Description
“Blessed shall you be when you arrive and blessed shall you be when you depart” is an ancient rabbinic academy’s inscription on a hill overlooking the sea in the Ajami neighborhood of Jaffa where lies the Al Kazakhani graveyard. Dating back to the 19th century Ottoman Empire, the name Kazakhani takes its origin from the previous usage of the site as a location for the sales of gas (Kaz).
With the exception of a few recent graves belonging to families in the neighborhood, the graves belong mostly to ancestors of refugees whose families were exiled in 1948. Due to corrosion from the sea, and negligent maintenance by local authorities, the names and forms of the tombstones are no longer recognizable, thus reducing the symbols of death and honor to a constant state of deterioration.

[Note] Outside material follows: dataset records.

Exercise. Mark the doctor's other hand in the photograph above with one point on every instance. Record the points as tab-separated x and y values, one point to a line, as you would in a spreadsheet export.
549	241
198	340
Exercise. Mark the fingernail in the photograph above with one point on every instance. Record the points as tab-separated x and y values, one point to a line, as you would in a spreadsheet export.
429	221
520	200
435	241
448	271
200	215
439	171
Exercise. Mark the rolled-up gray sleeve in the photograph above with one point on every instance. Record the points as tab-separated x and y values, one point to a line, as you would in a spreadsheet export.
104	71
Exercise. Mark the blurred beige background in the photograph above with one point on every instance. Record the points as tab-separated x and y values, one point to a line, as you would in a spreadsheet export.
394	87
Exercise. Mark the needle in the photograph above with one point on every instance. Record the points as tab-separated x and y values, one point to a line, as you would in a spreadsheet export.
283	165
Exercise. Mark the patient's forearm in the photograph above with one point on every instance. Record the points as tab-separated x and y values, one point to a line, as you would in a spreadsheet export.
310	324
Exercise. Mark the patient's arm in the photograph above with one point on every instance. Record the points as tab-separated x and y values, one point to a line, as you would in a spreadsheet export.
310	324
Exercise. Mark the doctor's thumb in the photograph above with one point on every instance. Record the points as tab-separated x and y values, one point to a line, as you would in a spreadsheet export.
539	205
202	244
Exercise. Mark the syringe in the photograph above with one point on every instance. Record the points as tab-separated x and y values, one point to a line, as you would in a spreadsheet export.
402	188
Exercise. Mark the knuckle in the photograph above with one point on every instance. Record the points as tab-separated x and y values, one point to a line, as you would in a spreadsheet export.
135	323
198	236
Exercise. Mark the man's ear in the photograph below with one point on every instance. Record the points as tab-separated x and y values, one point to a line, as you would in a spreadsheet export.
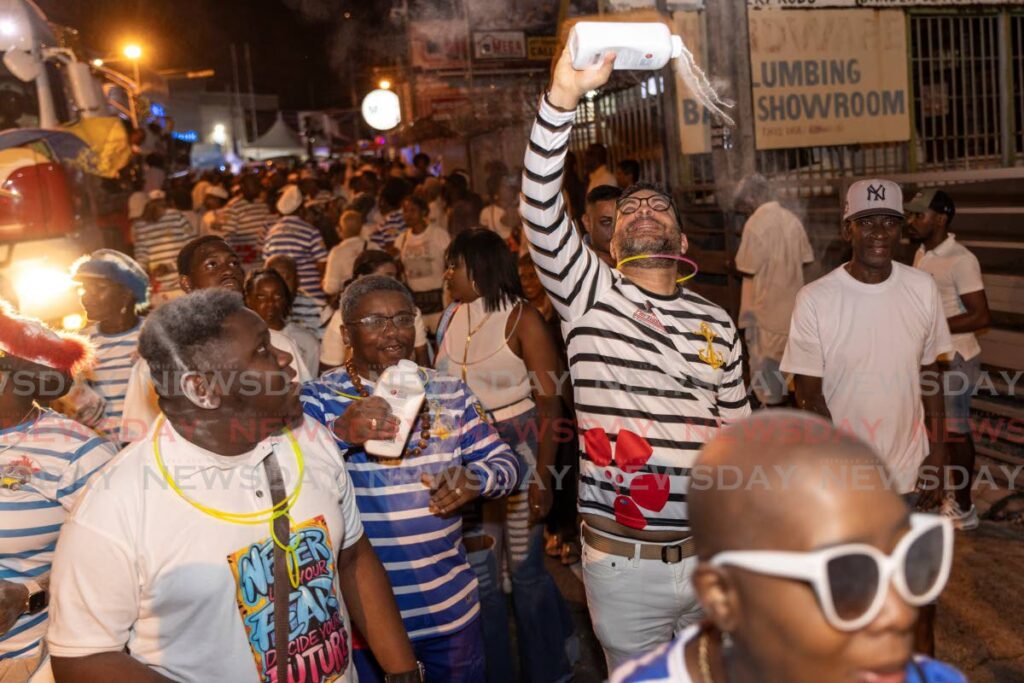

The one grave which is in exceptionally in a good state is that of Ibrahim Abu Lughud who was an intellectual, political activist and Palestinian leader born in Jaffa under the British Mandate. He left Jaffa on the last evacuation boat in 1948. After a successful academic career in the US, he returned to the West Bank where he became vice president of Birzeit University. Before his death in Ramallah in 2001, he had requested to be buried in Jaffa. Despite attempts by the Israeli authorities to prevent it, he was buried in the Kazakhani cemetery, hence becoming one of the few Palestinians who have fulfilled the ‘Right of Return’ if only, paradoxically, in death.